When I was about ten, we lived next door to my grandmother.  She had two female cats, that I guess it never occurred to anyone to get fixed.  The two cats, Snowball and Patches, were constantly having kittens.  I picked out an orange tabby that summer.  Actually I'm a bit confused on the chronology.  I know I was at least ten and it was very sunny.  So, I'm going with the summer I was ten, possibly the summer after, when I was eleven. 


This orange kitten never got a name, or if it did, I've forgotten it. Anyhow, it was mine. It would come up to the back door and attach itself to the screen and mew.  I don't really know why we couldn't just let the cat in the house, but I was constantly trying to get it stay down and shut up.  One afternoon, my older brother by four years opened the back door, removed the cat and threw it out into the yard.  It picked itself up and came running back to the door.  My brother walked off to his room or wherever.  The cat reattached itself to the screen door.  I did as my brother had done, and threw the cat out into the yard.  


When the kitten left my hand something inside me was released with it.  It was one of the most disturbing feelings, to throw a part of yourself away like that, as if it mattered not in the least.  I watched as the kitten landed on its head.  It picked itself up, shook it's head a little, and walked away.  It didn't come back to the door.  


A day or two later my mother came into my room to tell me that my grandmother had found my kitten dead in her back yard.  


With a bit of smirk, she said, "She was afraid you'd be upset."


Her smirk said, to me, "But I know you're not upset over a silly little cat, right?"  


After all, it was just a cat.  There'd be plenty more in the years to come, ones that got names, but always seemed to run away. 


I believed my mom. I didn't get upset.  I just filed it away under the heading "Deal With Later."  It became so easy to slip bits and pieces away in that file over the years.

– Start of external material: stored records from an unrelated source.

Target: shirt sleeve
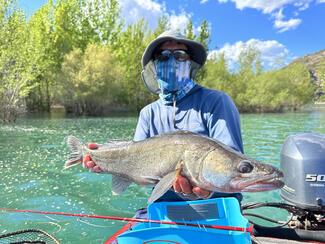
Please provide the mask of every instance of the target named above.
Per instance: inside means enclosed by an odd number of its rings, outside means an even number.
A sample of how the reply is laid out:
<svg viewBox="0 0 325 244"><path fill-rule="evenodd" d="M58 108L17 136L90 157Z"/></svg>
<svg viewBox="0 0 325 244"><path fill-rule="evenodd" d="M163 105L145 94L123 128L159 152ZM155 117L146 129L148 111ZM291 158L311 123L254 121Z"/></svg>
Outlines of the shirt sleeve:
<svg viewBox="0 0 325 244"><path fill-rule="evenodd" d="M142 141L146 138L149 138L149 114L145 108L140 111L138 118L138 124L135 129L133 141Z"/></svg>
<svg viewBox="0 0 325 244"><path fill-rule="evenodd" d="M213 102L209 104L211 110L207 121L209 137L244 153L239 112L234 102L225 93L211 100Z"/></svg>

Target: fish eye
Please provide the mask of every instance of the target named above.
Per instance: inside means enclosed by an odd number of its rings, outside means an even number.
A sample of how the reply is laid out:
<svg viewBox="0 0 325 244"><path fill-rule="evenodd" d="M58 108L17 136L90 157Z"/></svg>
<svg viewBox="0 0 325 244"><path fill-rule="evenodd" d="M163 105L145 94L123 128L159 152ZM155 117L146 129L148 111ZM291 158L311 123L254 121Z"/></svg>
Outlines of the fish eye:
<svg viewBox="0 0 325 244"><path fill-rule="evenodd" d="M254 166L248 160L241 161L237 166L237 169L240 173L247 174L253 171Z"/></svg>

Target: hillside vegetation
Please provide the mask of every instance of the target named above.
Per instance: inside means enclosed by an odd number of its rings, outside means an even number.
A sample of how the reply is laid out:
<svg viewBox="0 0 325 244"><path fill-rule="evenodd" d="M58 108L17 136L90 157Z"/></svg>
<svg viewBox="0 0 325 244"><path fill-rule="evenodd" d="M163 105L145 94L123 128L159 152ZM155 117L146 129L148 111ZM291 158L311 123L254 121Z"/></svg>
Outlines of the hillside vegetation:
<svg viewBox="0 0 325 244"><path fill-rule="evenodd" d="M306 55L293 62L302 63L309 71L315 85L315 101L325 102L325 49Z"/></svg>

I have only in the past few years been sorting through that file that has grown so large.  Recently I came across the orange kitten, the one that I killed.

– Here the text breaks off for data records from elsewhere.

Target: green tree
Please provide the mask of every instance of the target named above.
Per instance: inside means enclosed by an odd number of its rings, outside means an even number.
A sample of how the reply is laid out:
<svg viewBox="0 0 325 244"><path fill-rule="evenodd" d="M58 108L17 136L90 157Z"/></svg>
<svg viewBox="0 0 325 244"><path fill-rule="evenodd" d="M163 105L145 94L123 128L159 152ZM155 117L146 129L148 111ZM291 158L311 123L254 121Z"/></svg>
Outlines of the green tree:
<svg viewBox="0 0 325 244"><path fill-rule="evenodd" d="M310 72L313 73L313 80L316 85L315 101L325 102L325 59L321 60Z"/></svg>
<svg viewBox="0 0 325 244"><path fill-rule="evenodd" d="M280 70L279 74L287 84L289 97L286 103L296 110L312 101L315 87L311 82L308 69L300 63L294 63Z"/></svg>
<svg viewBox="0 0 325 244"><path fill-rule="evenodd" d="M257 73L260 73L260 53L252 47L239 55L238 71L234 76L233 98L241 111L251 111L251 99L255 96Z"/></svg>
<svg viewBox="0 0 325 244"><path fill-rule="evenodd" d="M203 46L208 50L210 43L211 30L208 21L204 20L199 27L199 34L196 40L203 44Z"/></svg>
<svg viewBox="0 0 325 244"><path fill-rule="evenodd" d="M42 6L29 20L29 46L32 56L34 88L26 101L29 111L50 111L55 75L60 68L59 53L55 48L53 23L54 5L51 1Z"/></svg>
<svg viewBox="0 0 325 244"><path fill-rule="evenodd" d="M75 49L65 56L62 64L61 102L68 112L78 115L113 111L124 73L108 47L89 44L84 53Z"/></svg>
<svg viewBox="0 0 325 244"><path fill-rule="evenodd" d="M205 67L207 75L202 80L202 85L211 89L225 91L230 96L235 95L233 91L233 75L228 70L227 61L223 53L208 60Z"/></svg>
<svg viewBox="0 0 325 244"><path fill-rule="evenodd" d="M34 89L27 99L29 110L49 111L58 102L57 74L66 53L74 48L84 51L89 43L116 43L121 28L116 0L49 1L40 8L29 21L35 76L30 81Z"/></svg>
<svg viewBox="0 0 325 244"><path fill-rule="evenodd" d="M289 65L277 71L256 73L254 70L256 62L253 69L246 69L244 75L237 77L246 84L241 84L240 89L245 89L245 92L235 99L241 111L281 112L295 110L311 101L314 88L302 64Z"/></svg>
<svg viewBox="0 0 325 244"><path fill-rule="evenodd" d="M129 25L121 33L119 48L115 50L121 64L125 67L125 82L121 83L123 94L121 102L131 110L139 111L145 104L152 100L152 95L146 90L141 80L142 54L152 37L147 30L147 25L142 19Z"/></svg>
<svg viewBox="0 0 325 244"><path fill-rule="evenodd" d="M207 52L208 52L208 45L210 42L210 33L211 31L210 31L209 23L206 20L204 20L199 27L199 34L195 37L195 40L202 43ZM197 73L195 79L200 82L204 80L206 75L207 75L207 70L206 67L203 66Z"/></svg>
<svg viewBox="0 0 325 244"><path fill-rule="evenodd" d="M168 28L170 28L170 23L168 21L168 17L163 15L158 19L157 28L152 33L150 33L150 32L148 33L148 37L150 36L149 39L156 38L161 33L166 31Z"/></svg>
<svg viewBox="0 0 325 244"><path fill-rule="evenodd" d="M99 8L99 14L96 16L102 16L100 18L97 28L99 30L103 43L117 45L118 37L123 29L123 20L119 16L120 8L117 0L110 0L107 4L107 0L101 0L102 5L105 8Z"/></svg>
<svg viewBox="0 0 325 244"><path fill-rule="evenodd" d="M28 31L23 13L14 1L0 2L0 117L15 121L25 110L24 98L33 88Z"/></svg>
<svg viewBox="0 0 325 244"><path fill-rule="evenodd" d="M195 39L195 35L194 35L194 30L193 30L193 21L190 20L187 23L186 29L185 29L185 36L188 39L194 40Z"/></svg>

I know that I killed that cat.  And most of the time I'm okay with that.  In the big, grand scheme of things, it was just a cat, and I was just a kid. It's not that I don't value that life now, but when you hold it up to the atrocities of history, it doesn't seem so bad.  I'm okay with what I've done, because I think I learned from that moment when a piece of me, of who I was, got thrown out the backdoor with that orange kitten.  

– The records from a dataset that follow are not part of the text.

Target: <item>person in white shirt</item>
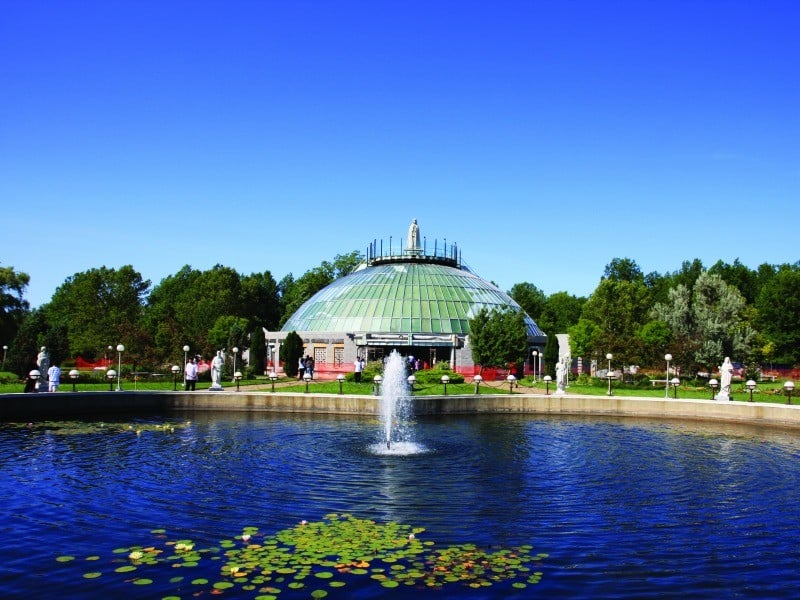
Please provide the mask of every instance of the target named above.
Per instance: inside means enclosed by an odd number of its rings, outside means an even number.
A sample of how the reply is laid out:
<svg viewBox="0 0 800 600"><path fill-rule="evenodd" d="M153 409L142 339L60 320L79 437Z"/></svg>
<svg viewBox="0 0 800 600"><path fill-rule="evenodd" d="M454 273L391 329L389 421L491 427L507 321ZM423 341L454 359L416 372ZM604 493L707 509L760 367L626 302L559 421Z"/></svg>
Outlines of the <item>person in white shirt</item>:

I wanted to be like my brother.  I wanted to please my mother.  This event didn't happen in a vacuum, and I'm not making excuses anymore for anyone.  I'm starting with myself.  I killed that cat.  I'm responsible for that.  I get it. I don't ever want to be responsible for anything so heinous again.  May my children never know what it is like to throw pieces of themselves away.  That is my only wish.  Because, while perhaps you can argue that I was led to that back door, I am the one that let go of myself.

1 comment:

  1. Reading this made my stomach hurt. It gives me a lot to think about regarding some of my own decisions. Thanks for telling this story.